Quand elle était enfant, on trouvait souvent qu’elle parlait trop vite. Elle n’est plus une enfant, mais son débit reste conséquent. Nicole Garcia aime toujours autant parler, mais son discours est toujours signifiant, chaleureux, imagé, rythmé par d’innombrables incidentes : un souvenir, une idée, en appelle toujours un autre. Elle poursuit inlassablement le mot juste.

Ces mots qui, avec la complicité de Jacques Fieschi, son coscénariste, revêtent tant de puissance dans les films qu’elle a réalisés. Depuis Un week-end sur deux (1990) jusqu’à Amants (2020), le cinéma de Nicole Garcia explore comme peu d’autres pourquoi la vie ne vaut rien… et pourquoi rien ne vaut la vie.

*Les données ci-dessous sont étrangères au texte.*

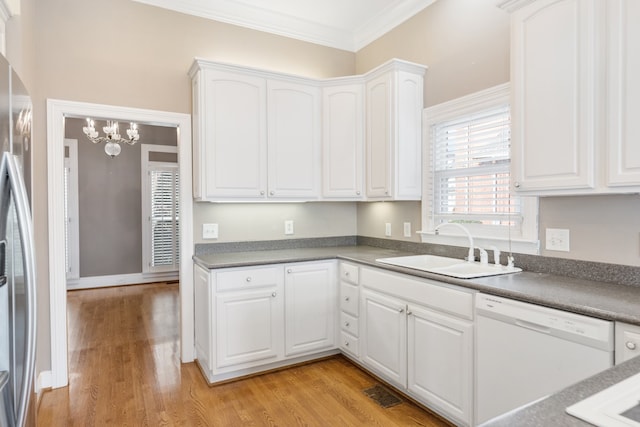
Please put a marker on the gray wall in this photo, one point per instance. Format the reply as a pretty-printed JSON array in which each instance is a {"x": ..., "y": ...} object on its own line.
[{"x": 109, "y": 193}]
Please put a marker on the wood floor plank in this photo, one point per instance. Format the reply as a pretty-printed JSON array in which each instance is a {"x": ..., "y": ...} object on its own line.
[{"x": 124, "y": 370}]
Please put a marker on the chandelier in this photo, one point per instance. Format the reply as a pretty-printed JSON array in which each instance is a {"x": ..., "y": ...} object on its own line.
[{"x": 112, "y": 139}]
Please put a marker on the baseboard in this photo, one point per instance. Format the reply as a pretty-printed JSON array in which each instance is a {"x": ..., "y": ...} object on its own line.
[
  {"x": 119, "y": 280},
  {"x": 43, "y": 382}
]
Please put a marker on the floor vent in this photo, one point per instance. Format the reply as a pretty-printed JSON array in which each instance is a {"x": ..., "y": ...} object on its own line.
[{"x": 382, "y": 396}]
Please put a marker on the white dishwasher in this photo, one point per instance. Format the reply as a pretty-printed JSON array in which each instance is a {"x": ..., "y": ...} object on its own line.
[{"x": 525, "y": 352}]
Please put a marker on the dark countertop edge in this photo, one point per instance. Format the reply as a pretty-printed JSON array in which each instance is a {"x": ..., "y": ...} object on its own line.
[
  {"x": 496, "y": 285},
  {"x": 553, "y": 408}
]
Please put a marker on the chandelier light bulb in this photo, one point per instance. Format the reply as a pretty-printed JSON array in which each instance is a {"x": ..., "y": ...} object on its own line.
[{"x": 112, "y": 138}]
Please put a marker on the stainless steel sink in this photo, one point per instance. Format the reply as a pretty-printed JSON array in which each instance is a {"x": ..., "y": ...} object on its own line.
[{"x": 452, "y": 267}]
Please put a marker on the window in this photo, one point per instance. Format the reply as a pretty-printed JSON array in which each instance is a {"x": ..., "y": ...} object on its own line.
[
  {"x": 467, "y": 173},
  {"x": 160, "y": 211}
]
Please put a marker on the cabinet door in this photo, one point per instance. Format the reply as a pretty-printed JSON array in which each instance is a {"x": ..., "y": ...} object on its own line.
[
  {"x": 234, "y": 141},
  {"x": 554, "y": 112},
  {"x": 294, "y": 140},
  {"x": 343, "y": 141},
  {"x": 249, "y": 326},
  {"x": 624, "y": 93},
  {"x": 310, "y": 301},
  {"x": 202, "y": 316},
  {"x": 383, "y": 336},
  {"x": 440, "y": 362},
  {"x": 378, "y": 136}
]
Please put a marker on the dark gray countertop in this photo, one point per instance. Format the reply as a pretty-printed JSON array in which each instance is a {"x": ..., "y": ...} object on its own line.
[
  {"x": 550, "y": 411},
  {"x": 598, "y": 299}
]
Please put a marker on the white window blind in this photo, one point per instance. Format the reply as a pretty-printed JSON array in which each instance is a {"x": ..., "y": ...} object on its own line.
[
  {"x": 164, "y": 218},
  {"x": 471, "y": 160}
]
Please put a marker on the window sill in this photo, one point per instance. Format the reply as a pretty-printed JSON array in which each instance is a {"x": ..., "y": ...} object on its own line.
[{"x": 521, "y": 246}]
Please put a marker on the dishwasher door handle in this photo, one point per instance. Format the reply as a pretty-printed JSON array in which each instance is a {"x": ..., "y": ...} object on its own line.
[{"x": 533, "y": 326}]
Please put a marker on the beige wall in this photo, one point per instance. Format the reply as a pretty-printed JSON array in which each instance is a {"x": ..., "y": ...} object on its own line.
[
  {"x": 125, "y": 53},
  {"x": 465, "y": 44}
]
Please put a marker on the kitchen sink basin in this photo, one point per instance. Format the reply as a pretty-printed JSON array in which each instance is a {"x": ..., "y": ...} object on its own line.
[{"x": 452, "y": 267}]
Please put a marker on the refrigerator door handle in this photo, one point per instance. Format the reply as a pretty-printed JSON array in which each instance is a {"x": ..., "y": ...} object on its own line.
[{"x": 11, "y": 183}]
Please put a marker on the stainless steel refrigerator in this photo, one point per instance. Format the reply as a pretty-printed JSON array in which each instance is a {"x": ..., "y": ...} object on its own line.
[{"x": 17, "y": 264}]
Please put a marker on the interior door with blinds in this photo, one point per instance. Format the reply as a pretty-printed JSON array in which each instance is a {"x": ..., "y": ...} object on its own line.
[{"x": 160, "y": 210}]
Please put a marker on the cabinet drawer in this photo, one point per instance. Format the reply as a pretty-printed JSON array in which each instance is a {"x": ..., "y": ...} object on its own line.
[
  {"x": 439, "y": 296},
  {"x": 349, "y": 343},
  {"x": 247, "y": 278},
  {"x": 349, "y": 298},
  {"x": 349, "y": 273},
  {"x": 349, "y": 323}
]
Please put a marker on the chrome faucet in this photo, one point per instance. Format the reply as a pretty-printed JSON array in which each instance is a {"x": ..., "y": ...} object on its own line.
[{"x": 471, "y": 257}]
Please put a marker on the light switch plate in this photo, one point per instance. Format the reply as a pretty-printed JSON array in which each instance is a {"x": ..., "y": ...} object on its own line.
[
  {"x": 209, "y": 231},
  {"x": 288, "y": 226},
  {"x": 407, "y": 229},
  {"x": 557, "y": 239}
]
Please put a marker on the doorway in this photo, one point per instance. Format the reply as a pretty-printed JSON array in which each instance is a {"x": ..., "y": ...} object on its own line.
[{"x": 57, "y": 111}]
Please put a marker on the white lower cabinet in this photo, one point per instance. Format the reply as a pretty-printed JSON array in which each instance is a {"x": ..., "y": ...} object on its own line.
[
  {"x": 417, "y": 334},
  {"x": 310, "y": 295},
  {"x": 384, "y": 338},
  {"x": 440, "y": 355},
  {"x": 251, "y": 319}
]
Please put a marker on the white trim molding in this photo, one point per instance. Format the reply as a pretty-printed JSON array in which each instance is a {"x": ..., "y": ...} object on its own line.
[
  {"x": 57, "y": 111},
  {"x": 94, "y": 282}
]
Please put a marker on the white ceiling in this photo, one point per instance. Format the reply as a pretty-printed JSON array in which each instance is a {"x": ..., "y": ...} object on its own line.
[{"x": 343, "y": 24}]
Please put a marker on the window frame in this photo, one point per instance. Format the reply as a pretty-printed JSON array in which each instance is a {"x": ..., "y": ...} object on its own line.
[{"x": 523, "y": 241}]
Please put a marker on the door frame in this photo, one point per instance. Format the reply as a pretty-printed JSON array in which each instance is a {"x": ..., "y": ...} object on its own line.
[{"x": 57, "y": 110}]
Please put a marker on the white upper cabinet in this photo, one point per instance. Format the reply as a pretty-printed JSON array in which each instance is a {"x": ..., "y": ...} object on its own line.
[
  {"x": 343, "y": 141},
  {"x": 260, "y": 135},
  {"x": 231, "y": 123},
  {"x": 623, "y": 93},
  {"x": 294, "y": 140},
  {"x": 573, "y": 94},
  {"x": 394, "y": 103}
]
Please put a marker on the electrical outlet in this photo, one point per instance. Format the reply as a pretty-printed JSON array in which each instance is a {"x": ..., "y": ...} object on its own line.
[
  {"x": 557, "y": 239},
  {"x": 288, "y": 226},
  {"x": 209, "y": 231},
  {"x": 407, "y": 229}
]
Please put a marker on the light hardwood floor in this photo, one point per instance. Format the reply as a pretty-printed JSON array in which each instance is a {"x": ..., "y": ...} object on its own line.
[{"x": 125, "y": 371}]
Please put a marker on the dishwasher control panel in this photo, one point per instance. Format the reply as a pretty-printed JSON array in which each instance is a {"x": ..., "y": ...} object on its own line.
[{"x": 589, "y": 330}]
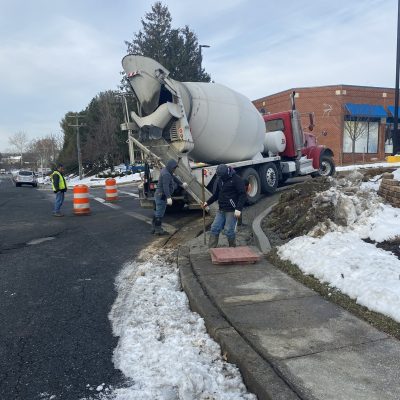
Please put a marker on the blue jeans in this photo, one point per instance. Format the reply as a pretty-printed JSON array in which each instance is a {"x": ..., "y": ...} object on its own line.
[
  {"x": 224, "y": 220},
  {"x": 161, "y": 205},
  {"x": 59, "y": 201}
]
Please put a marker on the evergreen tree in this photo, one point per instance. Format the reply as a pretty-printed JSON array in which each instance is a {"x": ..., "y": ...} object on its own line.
[{"x": 176, "y": 49}]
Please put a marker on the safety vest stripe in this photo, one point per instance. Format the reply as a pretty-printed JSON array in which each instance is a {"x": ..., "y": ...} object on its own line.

Dans une interview au Monde l’an dernier, elle confiait que sa mère l’avait laissée s’inscrire au conservatoire d’Oran, pour justement discipliner son parler précipité. Or les souvenirs qu’elle livrait dans la foulée disaient aussi le contraire. Elle évoquait dans la foulée le souvenir d’une sortie de l’adolescence “bâillonnée”. Le théâtre lui a permis de faire entendre sa voix “et, à défaut de parler en mon nom, parler avec d’autres mots que les miens.”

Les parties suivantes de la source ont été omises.